The poultry industry has insisted UK chickens will not suffer as a result of government plans to scrap statutory animal welfare codes.
The government this weekend confirmed plans to revoke statutory animal welfare codes and move to industry-led guidance. The chicken code will be the first to be revoked and replaced with industry-led guidance on 27 April, followed by codes for other livestock sectors.
Although there will be no changes to animal welfare legislation or the penalties that apply for mistreating animals, campaign groups have warned giving industry free rein to determine guidance on how to comply with laws would “dilute” standards and lead to fewer prosecutions for animal cruelty.
But the British Poultry Council insisted it had protected the “integrity” of the code, and claimed the new chicken guidance would provide just as good, if not better, protection for UK birds.

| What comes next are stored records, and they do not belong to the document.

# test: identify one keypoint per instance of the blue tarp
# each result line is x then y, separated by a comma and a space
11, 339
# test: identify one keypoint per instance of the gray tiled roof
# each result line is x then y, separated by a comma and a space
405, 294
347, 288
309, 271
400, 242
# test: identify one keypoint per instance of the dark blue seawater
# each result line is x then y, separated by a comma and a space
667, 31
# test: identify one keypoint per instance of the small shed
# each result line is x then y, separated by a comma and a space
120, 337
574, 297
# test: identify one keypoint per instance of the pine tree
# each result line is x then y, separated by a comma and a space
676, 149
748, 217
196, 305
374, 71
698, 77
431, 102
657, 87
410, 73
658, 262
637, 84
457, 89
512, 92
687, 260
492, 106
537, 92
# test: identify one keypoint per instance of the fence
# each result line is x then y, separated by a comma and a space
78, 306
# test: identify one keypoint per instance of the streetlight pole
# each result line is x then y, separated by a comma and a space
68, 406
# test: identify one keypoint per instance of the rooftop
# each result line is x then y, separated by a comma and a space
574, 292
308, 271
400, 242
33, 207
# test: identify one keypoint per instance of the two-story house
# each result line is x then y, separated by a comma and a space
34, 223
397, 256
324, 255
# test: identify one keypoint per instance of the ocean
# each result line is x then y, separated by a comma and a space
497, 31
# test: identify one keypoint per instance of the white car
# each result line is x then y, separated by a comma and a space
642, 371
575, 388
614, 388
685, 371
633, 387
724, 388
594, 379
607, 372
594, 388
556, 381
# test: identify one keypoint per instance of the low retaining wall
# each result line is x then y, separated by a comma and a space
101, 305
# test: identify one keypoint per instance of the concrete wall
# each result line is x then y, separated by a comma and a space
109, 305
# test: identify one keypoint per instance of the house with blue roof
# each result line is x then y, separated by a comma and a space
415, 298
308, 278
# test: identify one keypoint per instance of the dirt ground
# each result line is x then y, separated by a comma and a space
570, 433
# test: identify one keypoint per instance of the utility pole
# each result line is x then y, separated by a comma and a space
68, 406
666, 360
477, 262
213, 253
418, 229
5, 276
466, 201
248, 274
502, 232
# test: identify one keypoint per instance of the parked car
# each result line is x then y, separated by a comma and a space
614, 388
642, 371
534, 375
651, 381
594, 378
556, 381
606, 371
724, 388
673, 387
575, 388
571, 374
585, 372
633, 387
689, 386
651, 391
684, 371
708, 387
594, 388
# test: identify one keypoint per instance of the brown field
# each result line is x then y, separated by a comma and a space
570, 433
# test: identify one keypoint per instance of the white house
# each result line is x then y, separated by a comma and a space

“This move towards expert-led guidance will ensure that welfare is, and will continue to be, paramount in livestock production,” BPC chairman John Reed told The Grocer.
“We have strengthened and updated the code using scientific evidence. As always, we will continue to work with Defra and other stakeholders to keep this under review as knowledge and understanding of welfare develop.”
Reed pointed out Defra lacked the resources to review a large number of the now “outdated” statutory codes itself, and said the new chicken guidance had been produced at a “significant” cost to industry.
Organisations had had the opportunity to comment on the new guidance during a Defra consultation on the welfare code reform, and the Farm Animal Welfare Committee was “satisfied” with its content, he added.